Holter balances tones, colours, moods on Aviary expertly; an achievement considering how unkempt it seems to be at first. Light and dark; peaceful and noisy; the pretty and ugly; one side is an essential compliment to the other just as it is in reality. Holter's music sounds just as alive and congruent to daylight as much as it reckons with the gentle and nocturnal, feeling equal always and never letting the music become too obnoxious nor flat-lined to let the atmosphere shatter. It's a wonderful moment on "Words I Heard", one of the concluding tracks on this album, where the strings are allowed to sing for themselves with little interruption and ultimately instilling a sense of complete wonder and appreciation for the scope of the world and humanity, or at least, in me, anyways...

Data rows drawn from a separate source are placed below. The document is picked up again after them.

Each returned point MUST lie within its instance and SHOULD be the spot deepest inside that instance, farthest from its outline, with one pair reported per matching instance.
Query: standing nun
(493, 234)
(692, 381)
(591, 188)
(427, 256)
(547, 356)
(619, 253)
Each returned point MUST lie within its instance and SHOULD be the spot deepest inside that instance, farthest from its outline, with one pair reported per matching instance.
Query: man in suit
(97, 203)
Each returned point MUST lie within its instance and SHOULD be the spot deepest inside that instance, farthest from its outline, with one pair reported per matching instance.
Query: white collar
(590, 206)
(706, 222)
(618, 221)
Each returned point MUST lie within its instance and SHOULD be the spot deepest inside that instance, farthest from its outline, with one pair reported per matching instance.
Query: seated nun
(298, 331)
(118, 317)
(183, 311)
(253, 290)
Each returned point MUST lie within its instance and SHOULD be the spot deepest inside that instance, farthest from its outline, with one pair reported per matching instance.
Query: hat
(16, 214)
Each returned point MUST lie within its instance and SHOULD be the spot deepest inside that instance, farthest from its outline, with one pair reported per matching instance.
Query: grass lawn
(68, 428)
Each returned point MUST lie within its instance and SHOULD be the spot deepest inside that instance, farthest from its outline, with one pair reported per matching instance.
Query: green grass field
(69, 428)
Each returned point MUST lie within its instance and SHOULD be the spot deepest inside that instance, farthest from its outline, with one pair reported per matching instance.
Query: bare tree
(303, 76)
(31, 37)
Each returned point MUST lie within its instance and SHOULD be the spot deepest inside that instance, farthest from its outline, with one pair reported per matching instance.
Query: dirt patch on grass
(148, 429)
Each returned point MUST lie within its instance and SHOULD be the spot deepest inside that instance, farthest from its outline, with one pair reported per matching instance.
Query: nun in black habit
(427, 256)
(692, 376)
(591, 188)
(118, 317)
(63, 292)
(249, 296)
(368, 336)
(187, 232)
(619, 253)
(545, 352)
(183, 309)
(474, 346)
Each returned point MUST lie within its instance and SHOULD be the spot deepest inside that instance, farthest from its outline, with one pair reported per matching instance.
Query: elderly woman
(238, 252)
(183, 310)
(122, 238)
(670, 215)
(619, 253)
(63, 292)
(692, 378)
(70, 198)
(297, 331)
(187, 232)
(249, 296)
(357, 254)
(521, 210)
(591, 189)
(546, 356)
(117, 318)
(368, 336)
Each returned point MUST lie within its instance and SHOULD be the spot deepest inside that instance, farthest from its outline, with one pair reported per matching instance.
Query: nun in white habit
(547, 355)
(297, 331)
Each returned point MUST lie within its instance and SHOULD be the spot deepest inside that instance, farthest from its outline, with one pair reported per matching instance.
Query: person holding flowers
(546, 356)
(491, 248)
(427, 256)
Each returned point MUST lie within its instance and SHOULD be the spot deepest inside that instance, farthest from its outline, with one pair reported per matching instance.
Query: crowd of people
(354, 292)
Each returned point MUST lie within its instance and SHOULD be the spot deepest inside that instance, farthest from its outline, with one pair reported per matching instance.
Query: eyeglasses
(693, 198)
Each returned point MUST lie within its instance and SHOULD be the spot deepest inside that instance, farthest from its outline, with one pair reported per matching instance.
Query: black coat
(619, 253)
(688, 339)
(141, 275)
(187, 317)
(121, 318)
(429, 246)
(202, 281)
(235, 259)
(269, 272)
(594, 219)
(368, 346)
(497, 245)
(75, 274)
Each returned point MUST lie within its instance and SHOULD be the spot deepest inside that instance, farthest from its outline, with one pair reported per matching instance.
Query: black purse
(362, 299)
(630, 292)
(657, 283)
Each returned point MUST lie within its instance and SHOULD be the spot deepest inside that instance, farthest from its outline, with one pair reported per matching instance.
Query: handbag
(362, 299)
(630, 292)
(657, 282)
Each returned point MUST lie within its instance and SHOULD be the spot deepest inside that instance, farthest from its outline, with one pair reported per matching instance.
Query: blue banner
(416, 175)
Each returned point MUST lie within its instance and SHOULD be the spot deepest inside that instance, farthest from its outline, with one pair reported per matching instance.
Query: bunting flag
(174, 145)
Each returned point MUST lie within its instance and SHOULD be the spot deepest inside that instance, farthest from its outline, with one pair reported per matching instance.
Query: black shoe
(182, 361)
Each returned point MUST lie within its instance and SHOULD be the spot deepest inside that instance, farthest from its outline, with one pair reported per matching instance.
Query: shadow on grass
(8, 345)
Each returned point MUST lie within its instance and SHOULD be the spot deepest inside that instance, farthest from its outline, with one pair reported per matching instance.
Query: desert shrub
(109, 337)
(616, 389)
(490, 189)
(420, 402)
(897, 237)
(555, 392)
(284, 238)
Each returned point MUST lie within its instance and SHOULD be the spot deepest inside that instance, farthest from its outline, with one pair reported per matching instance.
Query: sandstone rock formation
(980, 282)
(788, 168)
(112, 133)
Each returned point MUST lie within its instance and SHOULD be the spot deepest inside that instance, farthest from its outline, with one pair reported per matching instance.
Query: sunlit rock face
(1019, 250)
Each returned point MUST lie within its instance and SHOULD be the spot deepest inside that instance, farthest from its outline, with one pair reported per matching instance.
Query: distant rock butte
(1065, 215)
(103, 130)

Perhaps Aviary, understandably, is too long for some listeners, or too meandering, or too absurd, or even grating. "Everyday Is An Emergency" seems to be the split-off point for many in particular. To be honest, I find that all these moments are paramount to the effect of the album. Each soundscape intrigues me as much as the next, many even being powerful progressions from a previous moment on the album ("I Shall Love 2" into "I Shall Love 1" finds itself very effective). I couldn't blame anyone if they didn't find every separate moment as captivating as I did, however, I have to say that it all fell into place for me. A challenge worth the reward, and upon an epiphany it became one of the best albums I've had the opportunity to hold in my hands.